Francesca, dirigente della struttura, calabrese, sospira: «La verità? I ragazzini sono quasi ingestibili. Vengono qui direttamente dallo sbarco. Su di loro devi partire da zero... avessimo cinque anni di tempo! Nessuno ruba. Ma qui si aggiunge disagio a disagio». Accanto, due dei più giovani si azzuffano. Gabriella Errico sospira: «Giocano, sono esuberanti. Sa, gli egiziani?».

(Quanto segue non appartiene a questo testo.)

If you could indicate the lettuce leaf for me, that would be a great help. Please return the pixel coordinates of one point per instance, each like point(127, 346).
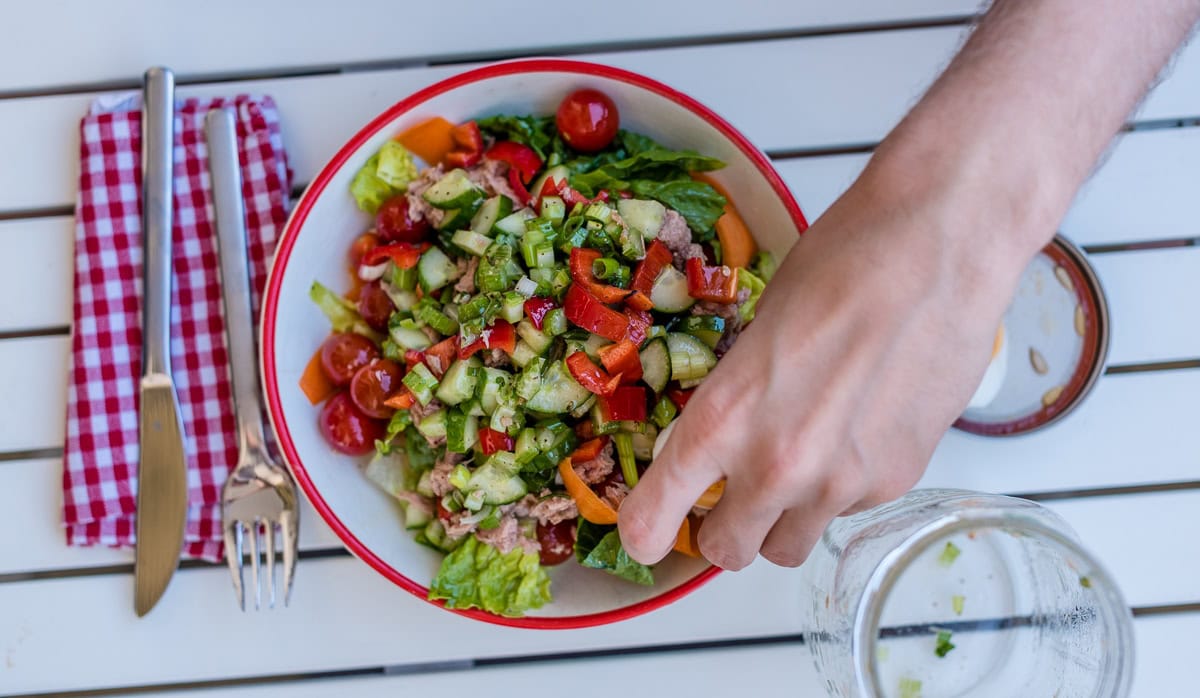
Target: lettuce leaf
point(479, 576)
point(599, 547)
point(342, 314)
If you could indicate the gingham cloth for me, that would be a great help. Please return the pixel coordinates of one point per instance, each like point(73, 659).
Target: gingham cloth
point(100, 474)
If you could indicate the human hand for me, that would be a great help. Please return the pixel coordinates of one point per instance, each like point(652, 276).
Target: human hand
point(865, 348)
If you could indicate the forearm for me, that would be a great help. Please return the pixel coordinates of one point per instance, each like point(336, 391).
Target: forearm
point(1015, 124)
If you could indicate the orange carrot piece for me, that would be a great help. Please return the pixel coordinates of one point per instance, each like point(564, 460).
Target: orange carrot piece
point(313, 381)
point(430, 140)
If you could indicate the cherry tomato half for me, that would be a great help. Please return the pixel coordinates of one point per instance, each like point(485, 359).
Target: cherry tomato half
point(588, 120)
point(373, 384)
point(343, 354)
point(347, 428)
point(557, 542)
point(375, 306)
point(395, 222)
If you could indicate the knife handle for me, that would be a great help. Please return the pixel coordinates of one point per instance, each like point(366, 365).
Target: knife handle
point(232, 247)
point(157, 173)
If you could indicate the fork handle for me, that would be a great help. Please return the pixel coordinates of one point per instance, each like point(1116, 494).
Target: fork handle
point(232, 248)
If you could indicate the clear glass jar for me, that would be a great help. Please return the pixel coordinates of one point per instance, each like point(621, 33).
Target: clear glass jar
point(951, 593)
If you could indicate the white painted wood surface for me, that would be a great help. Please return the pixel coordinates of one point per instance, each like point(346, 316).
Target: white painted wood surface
point(65, 619)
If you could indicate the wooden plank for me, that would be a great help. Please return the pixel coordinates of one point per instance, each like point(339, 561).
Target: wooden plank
point(1134, 428)
point(846, 89)
point(316, 35)
point(342, 615)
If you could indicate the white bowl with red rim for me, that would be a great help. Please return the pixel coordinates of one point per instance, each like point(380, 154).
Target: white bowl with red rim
point(313, 247)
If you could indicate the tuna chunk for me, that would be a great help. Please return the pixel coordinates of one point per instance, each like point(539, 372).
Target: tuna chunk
point(677, 236)
point(597, 469)
point(417, 204)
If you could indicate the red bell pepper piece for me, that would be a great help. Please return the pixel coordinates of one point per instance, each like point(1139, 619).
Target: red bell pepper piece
point(581, 274)
point(520, 157)
point(647, 271)
point(491, 441)
point(439, 356)
point(402, 254)
point(586, 311)
point(627, 403)
point(681, 396)
point(622, 359)
point(639, 324)
point(537, 308)
point(591, 375)
point(639, 301)
point(718, 284)
point(519, 187)
point(468, 145)
point(499, 335)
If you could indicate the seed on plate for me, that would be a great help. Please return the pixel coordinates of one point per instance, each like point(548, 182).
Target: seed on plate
point(1063, 278)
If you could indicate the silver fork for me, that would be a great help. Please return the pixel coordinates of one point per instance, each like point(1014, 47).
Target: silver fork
point(259, 497)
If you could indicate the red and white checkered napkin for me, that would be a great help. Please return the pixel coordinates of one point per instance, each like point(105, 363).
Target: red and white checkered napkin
point(100, 474)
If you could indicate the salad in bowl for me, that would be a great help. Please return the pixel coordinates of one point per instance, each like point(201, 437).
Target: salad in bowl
point(527, 302)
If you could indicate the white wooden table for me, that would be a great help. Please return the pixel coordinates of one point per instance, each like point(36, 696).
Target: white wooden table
point(815, 83)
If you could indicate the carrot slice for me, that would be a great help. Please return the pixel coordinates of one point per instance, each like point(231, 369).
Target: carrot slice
point(687, 540)
point(313, 381)
point(430, 140)
point(737, 245)
point(592, 507)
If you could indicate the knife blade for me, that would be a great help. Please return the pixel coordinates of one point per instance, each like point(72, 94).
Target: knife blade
point(162, 471)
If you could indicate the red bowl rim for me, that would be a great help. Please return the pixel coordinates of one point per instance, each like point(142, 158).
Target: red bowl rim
point(283, 252)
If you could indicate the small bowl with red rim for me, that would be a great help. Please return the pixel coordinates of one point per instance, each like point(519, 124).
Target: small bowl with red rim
point(327, 221)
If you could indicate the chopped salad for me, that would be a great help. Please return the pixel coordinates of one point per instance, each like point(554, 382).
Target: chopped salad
point(537, 300)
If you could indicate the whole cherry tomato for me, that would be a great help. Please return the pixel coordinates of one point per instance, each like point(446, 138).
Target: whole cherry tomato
point(588, 120)
point(375, 383)
point(347, 428)
point(375, 306)
point(343, 354)
point(395, 222)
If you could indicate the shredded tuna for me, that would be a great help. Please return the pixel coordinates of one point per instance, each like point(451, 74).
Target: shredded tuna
point(497, 359)
point(597, 469)
point(615, 493)
point(491, 174)
point(677, 236)
point(507, 536)
point(418, 206)
point(466, 283)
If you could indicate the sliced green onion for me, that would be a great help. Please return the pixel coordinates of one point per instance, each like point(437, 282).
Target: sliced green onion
point(664, 413)
point(625, 455)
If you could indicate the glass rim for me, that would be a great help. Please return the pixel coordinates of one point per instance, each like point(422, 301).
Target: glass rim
point(888, 570)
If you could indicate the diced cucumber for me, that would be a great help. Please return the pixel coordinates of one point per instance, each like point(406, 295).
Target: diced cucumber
point(460, 380)
point(538, 341)
point(708, 329)
point(492, 211)
point(492, 381)
point(553, 209)
point(498, 480)
point(471, 241)
point(690, 357)
point(655, 365)
point(433, 426)
point(642, 215)
point(453, 191)
point(557, 173)
point(462, 432)
point(514, 223)
point(421, 381)
point(436, 270)
point(670, 292)
point(559, 392)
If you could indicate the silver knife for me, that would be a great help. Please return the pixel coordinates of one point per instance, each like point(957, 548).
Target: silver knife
point(162, 473)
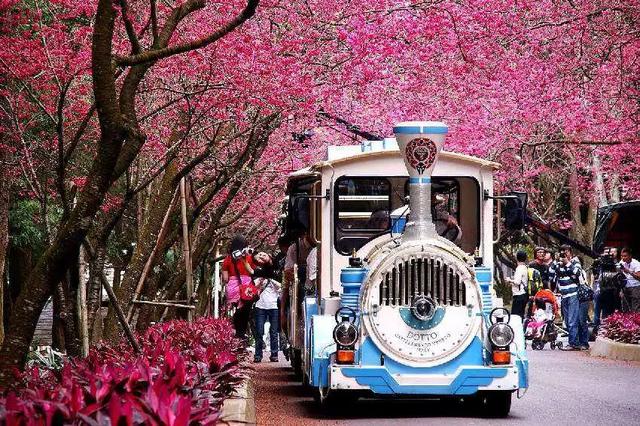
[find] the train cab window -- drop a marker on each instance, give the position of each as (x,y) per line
(364,205)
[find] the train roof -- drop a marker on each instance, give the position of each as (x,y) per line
(375,149)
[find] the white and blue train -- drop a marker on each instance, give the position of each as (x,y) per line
(403,303)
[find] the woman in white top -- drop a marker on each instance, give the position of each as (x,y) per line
(266,308)
(519,285)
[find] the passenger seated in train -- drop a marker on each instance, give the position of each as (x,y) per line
(446,224)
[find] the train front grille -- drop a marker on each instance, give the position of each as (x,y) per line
(423,276)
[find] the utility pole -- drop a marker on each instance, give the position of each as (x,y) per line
(186,250)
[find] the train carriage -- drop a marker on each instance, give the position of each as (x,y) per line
(403,303)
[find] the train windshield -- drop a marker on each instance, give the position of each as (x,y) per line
(364,206)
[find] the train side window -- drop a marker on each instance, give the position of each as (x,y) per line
(363,205)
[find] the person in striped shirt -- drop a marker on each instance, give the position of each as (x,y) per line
(566,274)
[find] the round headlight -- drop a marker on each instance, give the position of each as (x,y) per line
(345,334)
(501,334)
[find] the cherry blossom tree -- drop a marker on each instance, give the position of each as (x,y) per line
(107,105)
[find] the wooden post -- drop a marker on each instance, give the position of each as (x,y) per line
(185,245)
(114,302)
(216,285)
(154,252)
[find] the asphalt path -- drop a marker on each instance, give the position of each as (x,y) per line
(567,388)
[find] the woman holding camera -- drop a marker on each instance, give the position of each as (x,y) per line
(237,269)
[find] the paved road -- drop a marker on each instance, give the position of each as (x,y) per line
(566,388)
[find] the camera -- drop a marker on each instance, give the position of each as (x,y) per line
(607,263)
(236,254)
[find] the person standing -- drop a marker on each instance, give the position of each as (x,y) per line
(237,268)
(541,265)
(519,285)
(566,274)
(266,308)
(630,267)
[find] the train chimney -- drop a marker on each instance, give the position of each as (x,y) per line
(420,143)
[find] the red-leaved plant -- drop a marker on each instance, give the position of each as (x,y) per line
(622,327)
(182,376)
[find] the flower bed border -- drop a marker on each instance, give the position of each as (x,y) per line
(240,409)
(611,349)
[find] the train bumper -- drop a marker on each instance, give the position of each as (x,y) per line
(464,381)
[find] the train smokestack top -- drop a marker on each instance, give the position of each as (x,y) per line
(420,142)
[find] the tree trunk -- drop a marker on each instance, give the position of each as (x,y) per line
(4,231)
(143,249)
(94,291)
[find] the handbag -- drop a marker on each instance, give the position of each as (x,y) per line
(248,292)
(585,293)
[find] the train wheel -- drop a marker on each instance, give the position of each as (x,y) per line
(496,404)
(333,400)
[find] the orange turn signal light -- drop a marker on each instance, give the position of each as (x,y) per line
(345,356)
(501,357)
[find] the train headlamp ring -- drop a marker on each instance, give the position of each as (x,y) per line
(423,308)
(498,315)
(346,313)
(345,334)
(501,335)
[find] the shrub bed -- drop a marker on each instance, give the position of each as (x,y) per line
(182,376)
(622,327)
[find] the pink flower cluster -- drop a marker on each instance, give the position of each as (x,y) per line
(622,327)
(183,375)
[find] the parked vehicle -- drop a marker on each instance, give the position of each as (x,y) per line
(404,302)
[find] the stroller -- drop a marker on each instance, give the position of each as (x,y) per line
(540,326)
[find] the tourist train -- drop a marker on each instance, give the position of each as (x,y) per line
(403,303)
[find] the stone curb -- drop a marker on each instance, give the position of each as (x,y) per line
(241,408)
(608,348)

In questa storia non si vedono ragioni, tutto sembra un torto. Persino le dimensioni del centro «Un sorriso», quasi quattromila metri quadrati per una settantina di rifugiati a 25 mila euro al mese di affitto pagati da Europa, Stato italiano e Comune di Roma. Certi spazi fanno gola in un quartiere dove prima si occupa e poi si dice buongiorno. «Ma questa è la sede della cooperativa sociale, non c’è solo l’accoglienza», spiega ancora Francesca. Di sicuro il centro attira molta polizia e la cosa non può far piacere ai padroncini dello spaccio locale: anche qualcuno di loro era in mezzo ai tafferugli.
Dalla trincea del Lory Bar, Marina dice che «no! Noi non difendiamo gli spacciatori». Ha una faccia patita per i suoi trent’anni, un cappuccio di lana in testa e, attorno, il gruppo dei vecchi tossici. Qui è nata, sua madre c’è venuta nel ‘78. Ammette: «Sì, l’altra sera c’eravamo noi. Ma abbiamo fatto un’ istigazione». Cioè? «Ha presente nel Sessantotto quando c’erano i comunisti? Uguale a loro. Abbiamo fatto un’istigazione per farci vedere! Io nun so’ razzista. Negro non lo dico a nessuno perché è una diffamazione. Ma, scusi, se nel suo quartiere le arriva gente così lei che fa?». Un’istigazione? «No, nooo! Una rivoluzione!».
Sotto la pioggerella della sera, un cinquantenne congolese si accascia sul marciapiede della onlus, un taglio in fronte, chiedendo aiuto. Capannelli, polizia, ambulanza. Forse è caduto? Una vocina da dietro risponde: «Qua nun cade nessuno, qua se mena e basta».